Estimated maximum sustained processing rate in messages per second
on a 3.2 GHz Xeon processor (one thread).
|
Figure
11 presents a pie chart view of the distribution of
packet compression times. Note that 99.9% of packets are
compressed in 20 microseconds or less, and 25% of packets are
compressed in less than 10 microseconds.
Figure 11.
Pie chart showing the distribution of packet compression times for the
first 1 million OPRA packets on October 18, 2006.
|
As expected, the time to uncompress a packet is
much shorter than the time to compress it. Furthermore, uncompression
time is even more constant and predictable than compression time.
Figure 12 shows the distribution of uncompression times for one trading
day. The most frequent uncompression time is just 7 microseconds.

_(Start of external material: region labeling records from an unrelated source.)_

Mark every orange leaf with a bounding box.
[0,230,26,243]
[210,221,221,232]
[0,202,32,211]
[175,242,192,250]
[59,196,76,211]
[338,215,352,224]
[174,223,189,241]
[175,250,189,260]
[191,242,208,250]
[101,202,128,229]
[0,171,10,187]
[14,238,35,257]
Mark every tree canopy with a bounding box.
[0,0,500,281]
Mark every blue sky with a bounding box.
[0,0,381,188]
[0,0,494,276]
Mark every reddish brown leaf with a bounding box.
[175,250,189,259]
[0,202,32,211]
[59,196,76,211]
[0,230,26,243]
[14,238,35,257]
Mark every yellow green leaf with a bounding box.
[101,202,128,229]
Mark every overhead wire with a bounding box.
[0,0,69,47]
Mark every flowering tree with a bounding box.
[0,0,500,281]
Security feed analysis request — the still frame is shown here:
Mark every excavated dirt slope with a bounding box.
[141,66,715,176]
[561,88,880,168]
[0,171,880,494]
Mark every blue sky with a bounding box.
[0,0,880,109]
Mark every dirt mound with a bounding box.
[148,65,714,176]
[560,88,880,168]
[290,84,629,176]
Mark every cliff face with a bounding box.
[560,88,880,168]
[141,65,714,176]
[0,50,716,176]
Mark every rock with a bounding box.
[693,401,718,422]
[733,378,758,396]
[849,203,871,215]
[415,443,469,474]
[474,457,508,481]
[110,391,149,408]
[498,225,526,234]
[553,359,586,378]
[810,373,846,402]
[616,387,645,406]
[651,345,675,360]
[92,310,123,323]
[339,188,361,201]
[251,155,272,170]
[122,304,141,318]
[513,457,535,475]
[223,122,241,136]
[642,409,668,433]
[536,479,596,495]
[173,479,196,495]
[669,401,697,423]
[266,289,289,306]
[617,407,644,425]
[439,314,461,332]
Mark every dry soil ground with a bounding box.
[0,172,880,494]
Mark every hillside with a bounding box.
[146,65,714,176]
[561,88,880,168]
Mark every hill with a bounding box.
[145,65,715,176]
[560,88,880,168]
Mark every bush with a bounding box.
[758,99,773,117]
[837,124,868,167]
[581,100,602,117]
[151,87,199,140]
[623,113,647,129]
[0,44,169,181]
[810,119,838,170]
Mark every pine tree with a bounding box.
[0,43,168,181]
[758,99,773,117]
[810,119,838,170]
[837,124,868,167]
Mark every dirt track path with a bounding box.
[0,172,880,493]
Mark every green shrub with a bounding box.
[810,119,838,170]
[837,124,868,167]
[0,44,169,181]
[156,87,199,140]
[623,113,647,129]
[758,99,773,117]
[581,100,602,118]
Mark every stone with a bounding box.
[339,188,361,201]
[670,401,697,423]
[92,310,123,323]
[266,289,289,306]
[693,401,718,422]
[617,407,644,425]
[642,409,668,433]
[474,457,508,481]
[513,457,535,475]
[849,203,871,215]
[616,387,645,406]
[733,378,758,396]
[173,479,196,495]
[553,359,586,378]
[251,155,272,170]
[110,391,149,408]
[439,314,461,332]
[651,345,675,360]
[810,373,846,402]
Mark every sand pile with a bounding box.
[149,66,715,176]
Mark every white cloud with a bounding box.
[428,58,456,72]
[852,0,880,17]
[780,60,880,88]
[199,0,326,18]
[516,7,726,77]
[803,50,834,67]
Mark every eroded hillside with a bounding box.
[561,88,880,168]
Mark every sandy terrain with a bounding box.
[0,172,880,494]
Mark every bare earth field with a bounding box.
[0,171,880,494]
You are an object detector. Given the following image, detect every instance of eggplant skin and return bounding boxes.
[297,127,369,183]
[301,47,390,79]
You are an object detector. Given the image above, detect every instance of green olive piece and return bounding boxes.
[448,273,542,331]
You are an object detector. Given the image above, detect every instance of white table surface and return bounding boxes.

The uncompression time would smaller by 2 microseconds or more if the
packets were uncompressed into a more efficient and ready to use binary
format rather than the ASCII format used in the OPRA specification.
Figure 12. Distribution of time to uncompress one OPRA packet |
Comparison to WinZip
Compression
algorithms used by programs such as Winzip, zlib,
and gzip, are not written for real-time streaming applications. They
require a large "window" or sample of data before compression begins.
Having a large sample of data to scan for redundancy is a significant
advantage
to compression so it's not really a fair comparison. Nonetheless,
Figure 13 shows the results of compressing all the OPRA packets as if
it were a single file compared to nanex compression. The raw OPRA Direct packets would require
a file over 83 gigabytes. Winzip's compresses the file to just under 20
gigabytes (20 billion bytes), yielding a ratio of just over 4 to 1.
Nanex compression produces a file that is just 4.4 gigabytes, a ratio
of 19 to 1.
Figure 13.
Comparison to Winzip in size (bytes). Smaller is better.
|
Figure 14 shows the comparison of compression times between
WinZip and nanex compression on a day's worth of OPRA packets in a
file. Not only is nanex compression 4 times smaller than WinZip, it's
also nearly 4 times faster.
Figure 14.
Comparison to Winzip in time (minutes). Smaller is better.
|
Figure 15.
Comparison of archived packet file sizes.
|
Conclusion
Nanex
compression produces very small packet sizes quickly and consistently.
It can easily handle OPRA's rapid growth in message update rates. With
it's ability to automatically adapt to changing input data, it is
likely to continue to run for many years without maintenance or changes
to the algorithm.
|